Mr Trump was angry that Mr Pence, presiding in the House chamber, refused his order to reject the certification of Mr Biden’s victory.

Police officers who had fought off the mob consoled one another as they sat in the committee room reliving the violence they faced on January 6. Officer Harry Dunn began to cry as bodycam footage showed rioters bludgeoning his colleagues with flagpoles and baseball bats.

US Capitol Police Sergeant Harry Dunn, right, and Sandra Garza, the long-time partner of officer Brian Sicknick who died shortly after the January 6 attack, left, react as a video of the attack is played during a public hearing of the House select committee
US Capitol police sergeant Harry Dunn, right, and Sandra Garza, the long-time partner of officer Brian Sicknick who died shortly after the January 6 attack, left, attended the hearing (Andrew Harnik/AP)

Mr Biden, in Los Angeles for the Summit of the Americas, said many viewers were “going to be seeing for the first time a lot of the detail that occurred”.

Mr Trump, unapologetic, dismissed the investigation anew — and even declared on social media that January 6 “represented the greatest movement in the history of our country”.

Republicans on the House Judiciary Committee tweeted: “All. Old. News.”

The riot left more than 100 police officers injured, many beaten and bloodied, as the crowd of pro-Trump rioters, some armed with pipes, bats and bear spray, charged into the Capitol. At least nine people who were there died during and after the rioting, including a woman who was shot and killed by police.

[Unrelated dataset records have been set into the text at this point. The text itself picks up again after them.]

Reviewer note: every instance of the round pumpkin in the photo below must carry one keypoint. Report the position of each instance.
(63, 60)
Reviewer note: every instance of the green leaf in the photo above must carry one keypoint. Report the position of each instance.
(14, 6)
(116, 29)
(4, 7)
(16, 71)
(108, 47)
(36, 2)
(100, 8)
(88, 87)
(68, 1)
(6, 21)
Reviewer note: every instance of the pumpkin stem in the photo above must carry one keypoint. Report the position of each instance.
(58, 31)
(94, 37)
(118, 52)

Among those testifying was documentary maker Nick Quested, who filmed the Proud Boys storming the Capitol — along with a pivotal meeting between the group’s then-chairman Henry “Enrique” Tarrio and the Oath Keepers the night before in a nearby parking garage.

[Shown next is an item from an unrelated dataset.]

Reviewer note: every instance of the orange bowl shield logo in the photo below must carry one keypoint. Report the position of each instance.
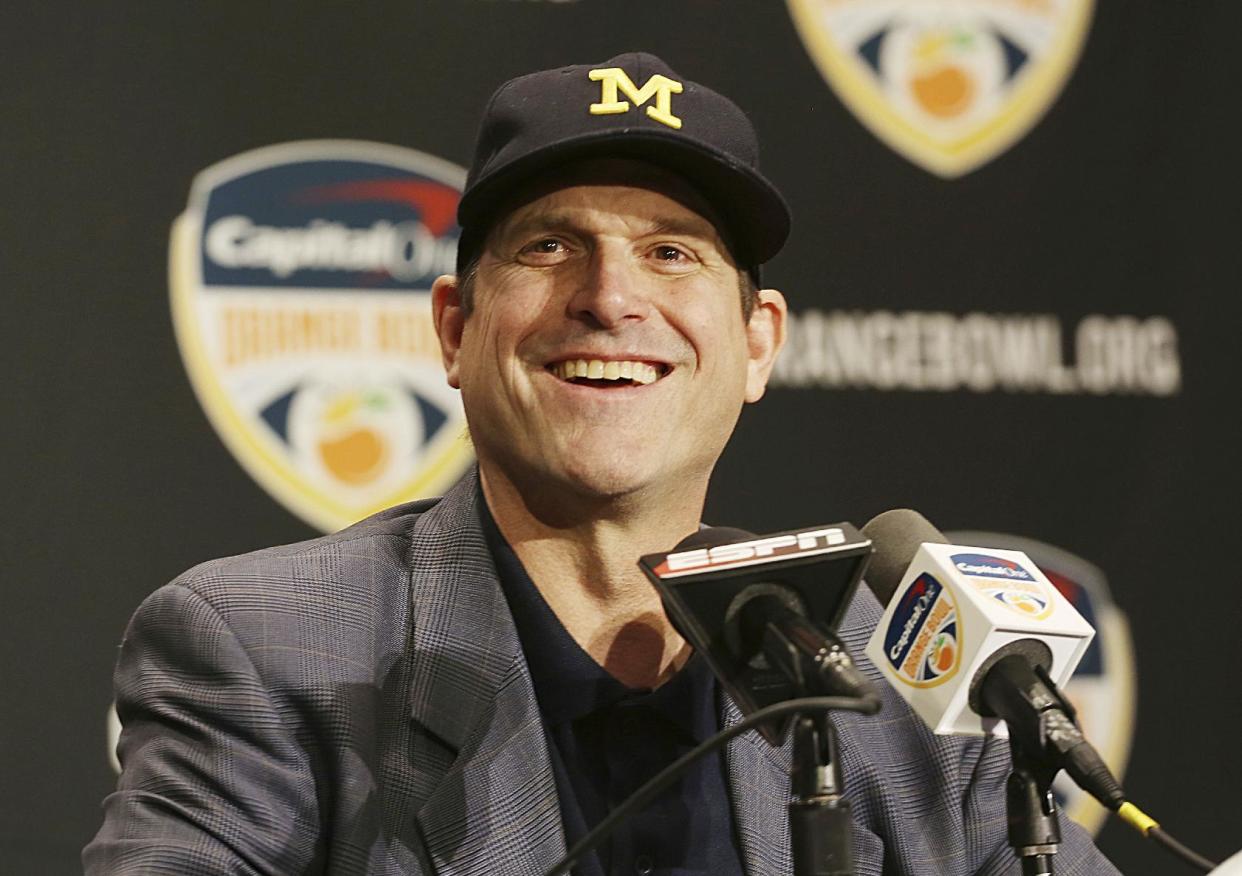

An image of Ivanka Trump is displayed on a screen as the House select committee investigating the Jan. 6 attack on the U.S. Capitol holds its first public hearing to reveal the findings of a year-long investigation
Ivanka Trump’s image was displayed on a screen as the House select committee investigating the January 6 attack held its first public hearing to reveal the findings of a year-long investigation (Mandel Ngan/AP)

Court documents show members of the Proud Boys and Oath Keepers were discussing as early as November a need to fight to keep Mr Trump in office. Leaders of both groups and some members have since been indicted on rare sedition charges over the military-style attack.

In the weeks ahead, the panel is expected to detail Mr Trump’s public campaign to “Stop the Steal” and the private pressure he put on the Justice Department to reverse his election loss — despite dozens of failed court cases and his own attorney general saying there was no fraud on a scale that could have tipped the results in his favour.

The hearings are expected to introduce Americans to a cast of characters, some well-known, others elusive, and to what they said and did as Mr Trump and his allies tried to reverse the election outcome.

The public will learn about the actions of Mark Meadows, the then president’s chief of staff, whose 2,000-plus text messages provided the committee with a snapshot of the real-time scramble to keep Mr Trump in office.

The US Justice Department has arrested and charged more than 800 people for the violence that day.